Future of Humanity /Michio Kaku
Dr. Michio Kaku: When I was eight years old, something happened, which changed my whole life. I saw a picture in the newspaper talking about an event. A great scientist had just died. They flashed a picture of his desk. On his desk was a book, the book was unfinished. The caption said something like, "This is the unfinished manuscript from the greatest scientist of our age." So I was fascinated by this story. Why couldn't get finish this theory? What's so hard that the greatest scientist of our time couldn't finish it? I had to know. I went into the library and then started to look up this man, Albert Einstein. I found out the book was the Theory of Everything. An equation maybe no more than one inch long that would allow us to "read the mind of God". I was hooked. I just had to know. It never occurred to me that you could have a comprehensive theory of all the laws of science in just one equation.
Well, today we think we have it. It's called string theory. It hasn't been proven yet.

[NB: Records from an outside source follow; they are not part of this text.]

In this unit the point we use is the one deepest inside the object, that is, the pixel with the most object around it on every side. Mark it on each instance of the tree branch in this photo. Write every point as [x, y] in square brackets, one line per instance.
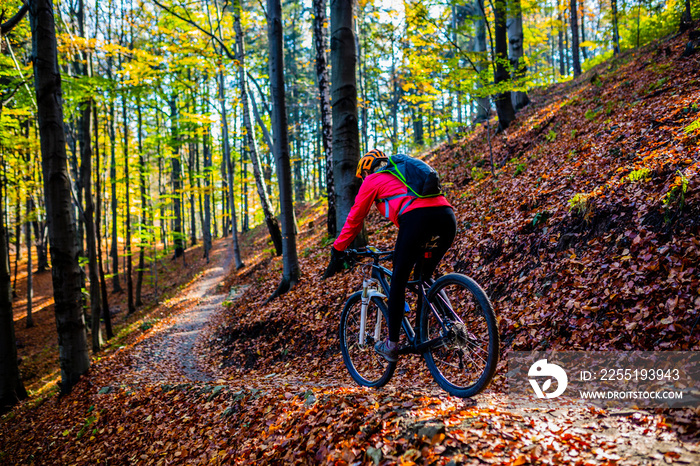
[7, 26]
[192, 23]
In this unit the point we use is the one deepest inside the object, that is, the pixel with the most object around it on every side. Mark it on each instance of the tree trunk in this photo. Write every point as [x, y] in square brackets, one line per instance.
[417, 120]
[178, 239]
[228, 167]
[11, 388]
[346, 137]
[483, 105]
[515, 50]
[127, 215]
[290, 261]
[504, 104]
[584, 50]
[206, 153]
[562, 55]
[686, 20]
[98, 219]
[30, 287]
[325, 104]
[65, 270]
[616, 31]
[28, 233]
[114, 251]
[574, 38]
[86, 175]
[145, 208]
[252, 148]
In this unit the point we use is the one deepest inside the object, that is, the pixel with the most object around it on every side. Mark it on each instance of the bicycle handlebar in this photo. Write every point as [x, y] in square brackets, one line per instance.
[370, 251]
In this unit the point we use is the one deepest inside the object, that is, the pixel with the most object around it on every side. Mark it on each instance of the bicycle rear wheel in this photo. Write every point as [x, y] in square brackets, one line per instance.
[366, 367]
[460, 319]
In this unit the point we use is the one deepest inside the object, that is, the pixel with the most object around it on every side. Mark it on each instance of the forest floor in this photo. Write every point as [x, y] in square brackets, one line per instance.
[586, 240]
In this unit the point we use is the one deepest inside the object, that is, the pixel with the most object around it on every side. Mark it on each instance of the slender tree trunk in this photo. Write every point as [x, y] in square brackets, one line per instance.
[584, 50]
[90, 232]
[11, 388]
[145, 208]
[515, 50]
[178, 239]
[574, 38]
[504, 104]
[28, 233]
[483, 105]
[98, 219]
[686, 20]
[325, 104]
[346, 138]
[290, 261]
[228, 166]
[270, 220]
[114, 251]
[616, 31]
[562, 54]
[127, 215]
[206, 153]
[63, 236]
[30, 287]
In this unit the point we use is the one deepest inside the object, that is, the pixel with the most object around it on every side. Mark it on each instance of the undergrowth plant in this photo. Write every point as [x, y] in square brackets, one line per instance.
[675, 197]
[641, 174]
[580, 205]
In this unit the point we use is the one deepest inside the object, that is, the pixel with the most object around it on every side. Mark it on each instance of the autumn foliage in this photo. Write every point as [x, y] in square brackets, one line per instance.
[587, 239]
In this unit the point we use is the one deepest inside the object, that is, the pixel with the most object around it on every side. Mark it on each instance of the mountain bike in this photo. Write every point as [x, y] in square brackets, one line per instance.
[457, 332]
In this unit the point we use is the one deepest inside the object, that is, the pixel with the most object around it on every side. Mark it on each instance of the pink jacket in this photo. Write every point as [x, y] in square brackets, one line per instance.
[386, 187]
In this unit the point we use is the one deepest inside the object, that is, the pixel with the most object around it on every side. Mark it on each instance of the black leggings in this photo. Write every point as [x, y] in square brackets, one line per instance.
[436, 225]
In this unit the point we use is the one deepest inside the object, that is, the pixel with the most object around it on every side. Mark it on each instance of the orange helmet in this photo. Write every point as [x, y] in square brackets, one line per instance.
[367, 161]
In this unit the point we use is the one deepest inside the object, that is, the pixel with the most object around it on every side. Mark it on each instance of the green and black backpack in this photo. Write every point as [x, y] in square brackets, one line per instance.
[421, 180]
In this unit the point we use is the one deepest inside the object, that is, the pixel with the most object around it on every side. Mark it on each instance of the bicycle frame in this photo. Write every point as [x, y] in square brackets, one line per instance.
[379, 277]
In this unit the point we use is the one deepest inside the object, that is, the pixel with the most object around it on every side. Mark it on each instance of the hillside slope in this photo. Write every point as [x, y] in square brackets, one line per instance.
[572, 240]
[587, 238]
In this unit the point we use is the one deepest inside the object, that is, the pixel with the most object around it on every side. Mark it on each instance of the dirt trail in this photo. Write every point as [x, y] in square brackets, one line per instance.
[168, 353]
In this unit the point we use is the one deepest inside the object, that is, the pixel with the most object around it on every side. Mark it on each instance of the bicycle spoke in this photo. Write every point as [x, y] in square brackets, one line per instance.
[364, 364]
[464, 360]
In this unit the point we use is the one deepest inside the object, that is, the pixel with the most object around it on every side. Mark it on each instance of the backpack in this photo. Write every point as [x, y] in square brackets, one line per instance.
[421, 179]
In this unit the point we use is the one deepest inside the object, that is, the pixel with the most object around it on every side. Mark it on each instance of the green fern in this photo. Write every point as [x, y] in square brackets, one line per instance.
[694, 126]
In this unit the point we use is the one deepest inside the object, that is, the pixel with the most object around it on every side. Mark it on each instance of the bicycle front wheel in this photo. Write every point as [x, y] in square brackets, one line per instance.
[459, 319]
[366, 367]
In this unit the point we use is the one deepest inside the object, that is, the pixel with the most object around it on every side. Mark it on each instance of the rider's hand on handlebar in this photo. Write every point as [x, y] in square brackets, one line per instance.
[336, 263]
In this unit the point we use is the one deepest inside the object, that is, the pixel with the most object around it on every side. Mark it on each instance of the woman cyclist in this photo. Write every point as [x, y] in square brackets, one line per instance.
[420, 221]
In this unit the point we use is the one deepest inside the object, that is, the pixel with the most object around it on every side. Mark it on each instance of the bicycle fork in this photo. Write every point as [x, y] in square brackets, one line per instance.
[369, 291]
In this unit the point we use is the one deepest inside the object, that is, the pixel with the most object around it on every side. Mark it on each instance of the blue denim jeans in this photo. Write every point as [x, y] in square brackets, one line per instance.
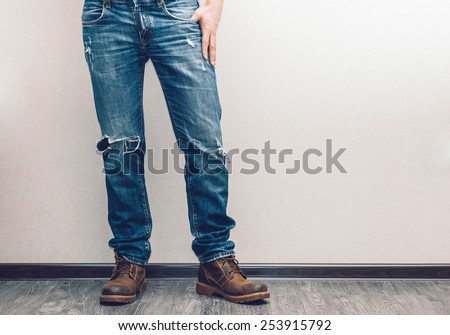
[119, 37]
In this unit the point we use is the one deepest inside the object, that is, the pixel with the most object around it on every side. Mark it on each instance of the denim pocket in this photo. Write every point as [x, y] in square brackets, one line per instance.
[180, 13]
[93, 12]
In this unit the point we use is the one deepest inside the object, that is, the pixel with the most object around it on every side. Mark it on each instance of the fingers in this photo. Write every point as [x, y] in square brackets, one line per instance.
[212, 49]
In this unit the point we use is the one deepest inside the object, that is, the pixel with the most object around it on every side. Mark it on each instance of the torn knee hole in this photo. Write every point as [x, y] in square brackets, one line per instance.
[130, 144]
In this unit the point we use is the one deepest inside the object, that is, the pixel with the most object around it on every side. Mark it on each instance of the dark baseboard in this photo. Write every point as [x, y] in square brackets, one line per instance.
[22, 271]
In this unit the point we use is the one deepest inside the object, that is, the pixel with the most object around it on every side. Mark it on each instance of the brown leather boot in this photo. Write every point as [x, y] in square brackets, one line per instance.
[127, 279]
[224, 277]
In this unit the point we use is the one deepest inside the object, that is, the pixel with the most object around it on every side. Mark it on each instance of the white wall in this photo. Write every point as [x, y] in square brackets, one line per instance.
[374, 76]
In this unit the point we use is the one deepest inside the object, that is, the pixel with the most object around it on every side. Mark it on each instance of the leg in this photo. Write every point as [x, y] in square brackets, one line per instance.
[189, 86]
[116, 62]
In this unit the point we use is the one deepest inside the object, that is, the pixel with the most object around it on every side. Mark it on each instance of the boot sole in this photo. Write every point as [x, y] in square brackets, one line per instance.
[124, 299]
[208, 290]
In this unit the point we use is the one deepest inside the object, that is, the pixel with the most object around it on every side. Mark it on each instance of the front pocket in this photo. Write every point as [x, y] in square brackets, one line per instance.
[180, 14]
[93, 12]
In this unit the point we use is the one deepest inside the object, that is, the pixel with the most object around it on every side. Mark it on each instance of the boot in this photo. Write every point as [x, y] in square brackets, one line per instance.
[127, 279]
[224, 277]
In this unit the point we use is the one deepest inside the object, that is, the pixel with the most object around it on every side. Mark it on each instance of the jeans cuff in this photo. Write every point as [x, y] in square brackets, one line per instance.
[217, 256]
[133, 260]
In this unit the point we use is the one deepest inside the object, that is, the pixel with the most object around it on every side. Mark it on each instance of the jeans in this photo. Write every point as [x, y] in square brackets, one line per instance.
[119, 37]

I'm one of the co-founders of this theory, the co-founder of string field theory. string theory says that al the particles we see in nature, the corks, the left ons, the nutriens, thousands of these particles are nothing but musical notes on a tiny, tiny vibrating string like a rubber brand. Then physics is noting but the harmonies of these vibrating strings. Chemistry is the melodies you can play on these strings. The universe is a symphony of strings. The mind of God that Albert Einstein spent decades searching after. The mind of God is cosmic music resonating through 11 dimensional hyperspace. That is the mind of God.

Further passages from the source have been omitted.